López destaca que la dieta mediterránea es una de las más recomendadas para favorecer la salud sexual tanto en hombres como en mujeres, ya que ayuda al buen funcionamiento del organismo y favorece la producción de testosterona.
Sin embargo, aclara que no existe un alimento "milagroso" que funcione solo antes de un encuentro íntimo. Lo importante es mantener estos hábitos de forma permanente, consumiendo verduras, proteínas, grasas saludables, una adecuada hidratación y limitando al máximo el consumo de alcohol.
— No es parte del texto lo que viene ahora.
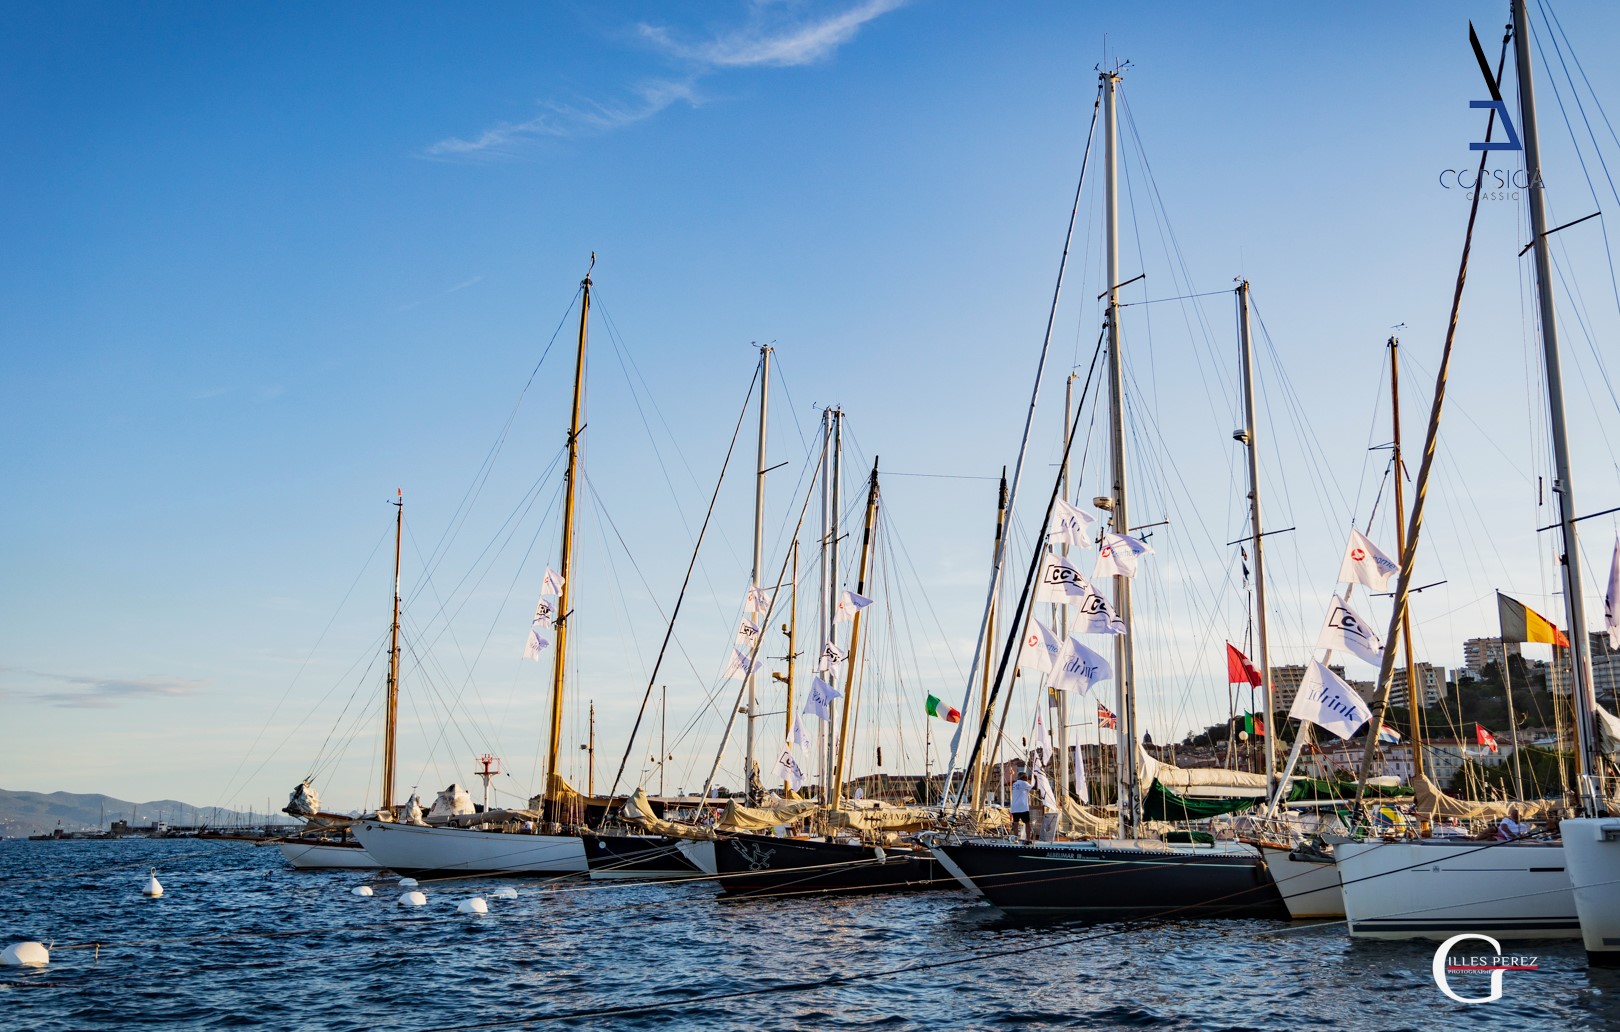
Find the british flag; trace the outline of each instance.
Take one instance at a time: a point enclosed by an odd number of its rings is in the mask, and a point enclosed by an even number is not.
[[[1097,726],[1113,728],[1115,731],[1119,730],[1119,718],[1110,713],[1108,707],[1100,702],[1097,703]]]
Si bien lo ideal sería eliminarlo por completo, indica que, si se consume, debe hacerse con moderación, ya que el exceso es uno de los factores asociados a la disfunción eréctil.
El ejercicio también cumple un papel clave. El sexólogo explica que no es necesario pasar horas en un gimnasio, sino encontrar una actividad física que pueda mantenerse en el tiempo, como caminar, hacer ejercicios aeróbicos o entrenar con pesas, siendo este último uno de los que más beneficios aporta a la salud sexual.
Además, recalca que el bienestar no depende solo del estado físico. La salud mental, acudir a terapia cuando sea necesario y fortalecer la autoestima también influyen directamente en la vida sexual. "Una persona con buena autoestima demuestra ese cuidado en sus hábitos, tanto físicos como emocionales", concluye el especialista.